Governance

Countries agree to sustainably finance WHO amid COVID-19 pandemic

The aim is to reach 50 per cent of WHO’s budget by 2028-2029 if possible

 
By Taran Deol
Published: Thursday 26 May 2022

The United Nations member countries adopted May 24 sustainable financing recommendations by the World Health Organization (WHO) at the ongoing 75th World Health Assembly (WHA). 

The move was aimed at making the global health body’s financing more flexible by ensuring funding sustainable and predictable. 

There are two key sources for WHO’s funding assessed contributions which make up a percentage of the country’s Gross Domestic Product (GDP) agreed upon by the UN General Assembly (UNGA). These are essentially each countries’ membership dues — and voluntary contributions from Member States and other partners. 

The largest contributions in the form of membership dues come from the United States ($219 million), China ($115 million), Japan ($82 million), Germany ($58 million) and Britain ($44 million).

“The gradual increase to assessed contributions will start with WHO’s 2024-25 budget, with a proposed 20 per cent increase over the assessed contributions in the approved 2022-23 base budget,” according to the adopted recommendations. 

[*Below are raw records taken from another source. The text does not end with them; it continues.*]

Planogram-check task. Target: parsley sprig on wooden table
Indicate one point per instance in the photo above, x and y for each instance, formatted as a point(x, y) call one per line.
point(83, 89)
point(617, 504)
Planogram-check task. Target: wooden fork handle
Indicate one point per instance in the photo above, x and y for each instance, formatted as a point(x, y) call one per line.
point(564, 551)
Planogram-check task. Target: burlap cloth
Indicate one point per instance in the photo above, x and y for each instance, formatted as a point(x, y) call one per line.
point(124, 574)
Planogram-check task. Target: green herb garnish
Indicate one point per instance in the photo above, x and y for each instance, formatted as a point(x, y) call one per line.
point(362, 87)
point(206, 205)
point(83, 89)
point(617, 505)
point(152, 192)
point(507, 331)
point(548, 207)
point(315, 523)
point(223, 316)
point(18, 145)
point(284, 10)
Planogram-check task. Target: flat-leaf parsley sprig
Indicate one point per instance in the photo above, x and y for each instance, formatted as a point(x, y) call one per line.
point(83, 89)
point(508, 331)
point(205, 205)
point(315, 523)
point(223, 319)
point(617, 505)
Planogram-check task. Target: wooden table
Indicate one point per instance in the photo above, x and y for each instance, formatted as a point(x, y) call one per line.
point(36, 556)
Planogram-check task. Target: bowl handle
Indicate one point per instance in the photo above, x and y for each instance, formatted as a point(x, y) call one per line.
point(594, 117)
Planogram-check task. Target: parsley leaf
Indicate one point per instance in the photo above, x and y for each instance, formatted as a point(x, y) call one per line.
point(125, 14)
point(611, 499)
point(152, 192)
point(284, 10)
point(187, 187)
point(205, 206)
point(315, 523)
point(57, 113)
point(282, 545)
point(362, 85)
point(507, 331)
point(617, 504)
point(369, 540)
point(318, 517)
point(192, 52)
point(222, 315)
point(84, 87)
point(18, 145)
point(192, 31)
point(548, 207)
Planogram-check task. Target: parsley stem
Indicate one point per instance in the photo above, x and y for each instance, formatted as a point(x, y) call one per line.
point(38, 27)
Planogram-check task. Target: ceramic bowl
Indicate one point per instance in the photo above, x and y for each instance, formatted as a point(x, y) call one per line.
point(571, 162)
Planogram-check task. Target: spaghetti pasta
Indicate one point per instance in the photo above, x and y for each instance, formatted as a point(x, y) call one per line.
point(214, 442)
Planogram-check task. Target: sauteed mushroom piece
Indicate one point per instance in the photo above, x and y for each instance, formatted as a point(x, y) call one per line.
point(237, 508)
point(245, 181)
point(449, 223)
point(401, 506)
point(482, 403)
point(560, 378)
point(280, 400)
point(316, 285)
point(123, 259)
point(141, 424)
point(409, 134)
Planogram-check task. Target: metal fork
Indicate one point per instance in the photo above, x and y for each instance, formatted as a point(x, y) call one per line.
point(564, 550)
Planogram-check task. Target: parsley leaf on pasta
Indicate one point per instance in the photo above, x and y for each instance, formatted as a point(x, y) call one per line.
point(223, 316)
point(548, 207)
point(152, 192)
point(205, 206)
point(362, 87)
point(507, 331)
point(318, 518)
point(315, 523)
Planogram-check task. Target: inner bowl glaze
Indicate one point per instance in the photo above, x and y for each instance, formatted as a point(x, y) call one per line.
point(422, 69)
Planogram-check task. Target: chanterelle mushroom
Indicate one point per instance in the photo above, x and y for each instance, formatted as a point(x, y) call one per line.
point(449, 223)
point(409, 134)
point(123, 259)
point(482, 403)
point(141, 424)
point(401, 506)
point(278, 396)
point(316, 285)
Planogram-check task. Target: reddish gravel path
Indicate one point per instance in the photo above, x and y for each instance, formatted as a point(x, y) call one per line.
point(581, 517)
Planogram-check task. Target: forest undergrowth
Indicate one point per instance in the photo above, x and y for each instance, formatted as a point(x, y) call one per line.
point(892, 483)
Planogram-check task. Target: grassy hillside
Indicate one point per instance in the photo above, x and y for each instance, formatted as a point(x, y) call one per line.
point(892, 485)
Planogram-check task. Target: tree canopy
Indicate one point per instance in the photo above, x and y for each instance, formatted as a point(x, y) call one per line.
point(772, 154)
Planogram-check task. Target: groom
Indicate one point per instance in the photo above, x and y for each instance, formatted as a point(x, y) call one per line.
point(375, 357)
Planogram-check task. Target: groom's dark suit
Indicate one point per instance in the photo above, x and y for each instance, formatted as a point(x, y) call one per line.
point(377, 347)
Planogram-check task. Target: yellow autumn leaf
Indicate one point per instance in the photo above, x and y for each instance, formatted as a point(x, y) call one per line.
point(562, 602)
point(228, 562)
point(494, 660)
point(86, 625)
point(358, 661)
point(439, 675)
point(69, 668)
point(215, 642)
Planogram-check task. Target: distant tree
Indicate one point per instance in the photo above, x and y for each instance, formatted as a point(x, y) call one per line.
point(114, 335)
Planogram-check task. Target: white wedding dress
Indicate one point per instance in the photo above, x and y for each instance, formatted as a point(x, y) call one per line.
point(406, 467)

The aim is to reach 50 per cent of WHO’s budget by 2028-2029 if possible, and by 2030-31 at the latest — up from the current 16 per cent in 2020-21, the agency said.

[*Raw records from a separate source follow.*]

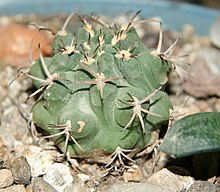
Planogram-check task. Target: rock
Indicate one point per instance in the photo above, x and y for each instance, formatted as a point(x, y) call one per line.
point(40, 185)
point(40, 160)
point(133, 174)
point(205, 186)
point(14, 188)
point(6, 178)
point(171, 181)
point(137, 187)
point(21, 170)
point(17, 40)
point(59, 176)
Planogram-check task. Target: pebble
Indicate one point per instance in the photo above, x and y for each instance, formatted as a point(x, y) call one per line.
point(137, 187)
point(40, 185)
point(59, 176)
point(14, 188)
point(205, 186)
point(171, 181)
point(6, 178)
point(21, 170)
point(16, 41)
point(40, 160)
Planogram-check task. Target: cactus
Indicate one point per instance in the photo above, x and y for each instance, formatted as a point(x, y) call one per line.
point(101, 90)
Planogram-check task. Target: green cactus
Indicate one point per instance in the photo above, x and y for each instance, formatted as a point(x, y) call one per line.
point(102, 89)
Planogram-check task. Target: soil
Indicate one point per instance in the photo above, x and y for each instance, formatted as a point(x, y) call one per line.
point(187, 97)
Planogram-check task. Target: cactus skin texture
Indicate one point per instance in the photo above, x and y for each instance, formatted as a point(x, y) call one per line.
point(101, 73)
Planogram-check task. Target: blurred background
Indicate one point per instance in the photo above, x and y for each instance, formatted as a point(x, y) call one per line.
point(207, 3)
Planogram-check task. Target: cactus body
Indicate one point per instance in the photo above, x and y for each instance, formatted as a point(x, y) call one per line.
point(103, 72)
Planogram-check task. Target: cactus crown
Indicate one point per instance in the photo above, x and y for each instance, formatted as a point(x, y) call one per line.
point(102, 89)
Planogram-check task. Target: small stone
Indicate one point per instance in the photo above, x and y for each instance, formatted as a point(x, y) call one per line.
point(133, 174)
point(83, 177)
point(171, 181)
point(21, 170)
point(40, 185)
point(59, 176)
point(137, 187)
point(14, 188)
point(39, 159)
point(6, 178)
point(206, 186)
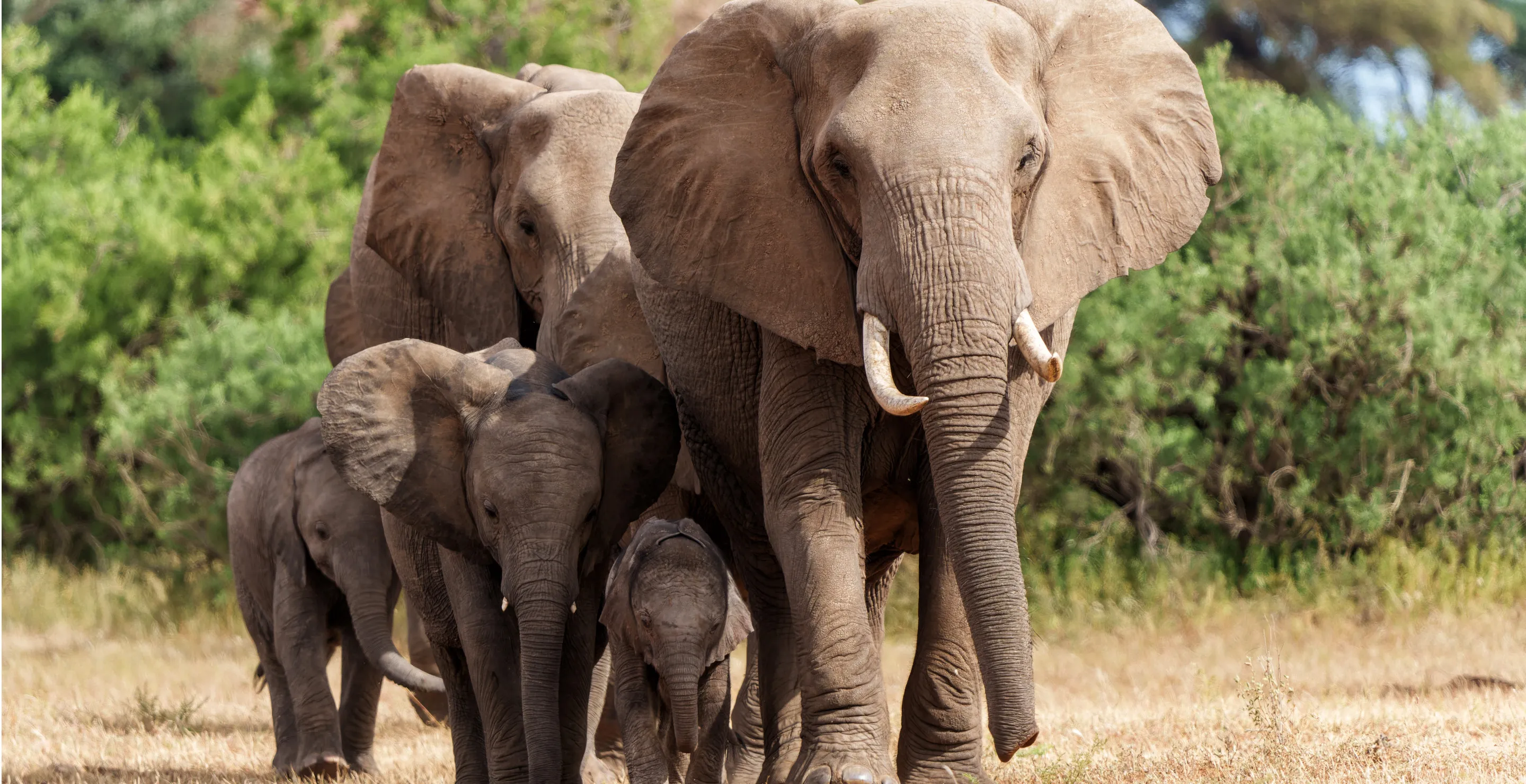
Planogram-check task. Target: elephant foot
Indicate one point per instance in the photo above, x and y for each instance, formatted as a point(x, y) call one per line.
point(321, 765)
point(821, 766)
point(594, 771)
point(954, 772)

This essentially amounts to an increase of an estimated $600 million a year till 2028-2029. 

Improving the global health body’s funding has been a key concern for WHO Director-General Dr Tedros Adhanom Ghebreyesus. In 2017, when he was first elected as DG, increasing assessed contributions was a part of his financing strategy. 

Ghebreyesus said:

This decision addresses head-on the decades-long challenge WHO has faced on predictable, flexible and sustainable funding. Delivering on the target they have agreed today will mean our Member States are empowering WHO to meet their expectations and truly fulfil our mandate as the world’s leading global health authority. 

Several experts have underlined concerns with the global health body’s existing funding mechanisms. The concerns revolved around an over-reliance on voluntary contributions and “a large proportion earmarked for specific areas of work, (resulting) in an ongoing misalignment between organisational priorities and the ability to finance them,” the global health body notes. 

This decision is about nothing less than the future role of WHO in global health, said Björn Kümmel, deputy head of the global health division at Germany’s Federal Ministry of Health and chair of WHO’s Working Group on Sustainable Funding. “Even beyond that, it is about what we envisage for the global health architecture: A less fragmented, better coordinated, more efficient and truly inclusive global health governance with a fundamentally strengthened WHO at its centre as the enabled leading and coordinating authority.”

A more flexible funding will allow the organisation, which till now has been relying on staff with short-term contracts, to function with some stability. Ghebreyesus called the move a gift that would finally allow staff to focus on their programmes properly. 

The pandemic has demonstrated why the world needs WHO, but also why the world needs a stronger, empowered and sustainably financed WHO, he said.